Contemporary Anti-Caste Utopias: A Dalit Bahujan Discourse of Emancipatory Social Transformation
This panel aims at investigating how the ideas of the historical anti-caste thinkers resonate today in the works of new intellectual leaders, histories, iconography, literature, social movements and oral narratives reproducing and re-actualizing the anti-caste intellectual tradition.
· N. Sukumar Department of Political Science, University of Delhi (New Delhi, India)
· Shailaja Menon School of Liberal Studies / School of Undergraduate Studies, Ambedkar University (New Delhi, India)

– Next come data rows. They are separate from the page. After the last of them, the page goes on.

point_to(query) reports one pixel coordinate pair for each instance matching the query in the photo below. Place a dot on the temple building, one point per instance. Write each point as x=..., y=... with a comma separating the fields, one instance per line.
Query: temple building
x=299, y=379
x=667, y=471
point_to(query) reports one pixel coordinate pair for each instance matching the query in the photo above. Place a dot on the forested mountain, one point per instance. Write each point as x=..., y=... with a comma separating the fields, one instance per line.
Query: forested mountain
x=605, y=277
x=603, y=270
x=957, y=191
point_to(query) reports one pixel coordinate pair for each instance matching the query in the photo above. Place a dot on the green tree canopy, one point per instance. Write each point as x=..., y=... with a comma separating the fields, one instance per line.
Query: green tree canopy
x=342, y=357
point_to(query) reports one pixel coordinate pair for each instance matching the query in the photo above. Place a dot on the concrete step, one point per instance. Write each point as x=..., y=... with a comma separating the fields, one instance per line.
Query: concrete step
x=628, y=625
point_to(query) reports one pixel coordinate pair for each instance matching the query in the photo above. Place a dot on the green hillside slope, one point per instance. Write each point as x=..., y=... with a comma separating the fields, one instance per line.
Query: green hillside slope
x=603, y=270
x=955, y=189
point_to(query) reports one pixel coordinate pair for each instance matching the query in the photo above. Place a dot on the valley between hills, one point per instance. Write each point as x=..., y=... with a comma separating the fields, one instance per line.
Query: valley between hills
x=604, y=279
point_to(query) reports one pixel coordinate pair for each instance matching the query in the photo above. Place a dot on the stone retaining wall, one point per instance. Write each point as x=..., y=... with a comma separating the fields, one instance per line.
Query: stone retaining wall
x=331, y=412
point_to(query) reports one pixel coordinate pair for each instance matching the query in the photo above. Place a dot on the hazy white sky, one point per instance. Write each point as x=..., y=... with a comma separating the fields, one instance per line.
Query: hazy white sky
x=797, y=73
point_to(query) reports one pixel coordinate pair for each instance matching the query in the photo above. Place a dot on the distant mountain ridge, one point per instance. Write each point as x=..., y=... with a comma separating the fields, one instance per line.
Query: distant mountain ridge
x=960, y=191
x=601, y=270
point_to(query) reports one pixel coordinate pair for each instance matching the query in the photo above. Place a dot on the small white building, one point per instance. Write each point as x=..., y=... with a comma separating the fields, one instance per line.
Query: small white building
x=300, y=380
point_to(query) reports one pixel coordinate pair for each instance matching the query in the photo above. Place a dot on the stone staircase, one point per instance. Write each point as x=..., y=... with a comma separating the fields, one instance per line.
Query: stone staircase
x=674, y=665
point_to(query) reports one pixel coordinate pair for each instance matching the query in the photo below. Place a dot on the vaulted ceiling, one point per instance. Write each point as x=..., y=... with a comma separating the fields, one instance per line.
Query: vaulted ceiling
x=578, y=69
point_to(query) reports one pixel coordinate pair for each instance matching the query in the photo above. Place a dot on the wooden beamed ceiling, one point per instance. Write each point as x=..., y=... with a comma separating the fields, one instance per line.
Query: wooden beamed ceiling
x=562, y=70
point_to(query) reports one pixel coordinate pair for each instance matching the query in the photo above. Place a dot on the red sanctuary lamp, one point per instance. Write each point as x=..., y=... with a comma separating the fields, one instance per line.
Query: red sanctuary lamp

The Real Utopias Project was started in early 1990s by Marxist sociologists in search of alternatives to existing structures of power, privilege and inequality. However, this philosophical framework did not widen its study to diverse categories, dimensions and manifestations of class in different societies outside Western world. This panel intends to critique, engage and expand The Real Utopias Project within a Dalit Bahujan framework of emancipatory social transformation. In a deeply hierarchical Indian society, any notion of equality and self-respect can be considered a fantasy. However, the anti-caste thinkers in India envisioned utopias to contradict their inhuman reality. In the alternate epistemology proposed by Phule, Ambedkar, Periyar, Tarabai Shinde and Rokeya Hussain to name a few, human suffering was foregrounded in ‘here and now’, not in some remote sinful past. In the process, they dwelt on equal resource distribution, a sense of collectivity and a more equitable society. The ideas and works of the historical anti-caste intellectuals have received significant academic attention. However, what needs to be explored further is the reproduction of the anti-caste thought and tradition. What is the relevance of the historical anti-caste thinkers in the present day context? How do their ideas spread and ramify through new thinkers, ideologies and social movements? This panel aims at investigating how the ideas of the historical anti-caste ideologues resonate today in the works of new Dalit Bahujan intellectual leaders, histories, iconography, social movements, oral narratives reproducing and re-actualizing the anti-caste intellectual and political tradition.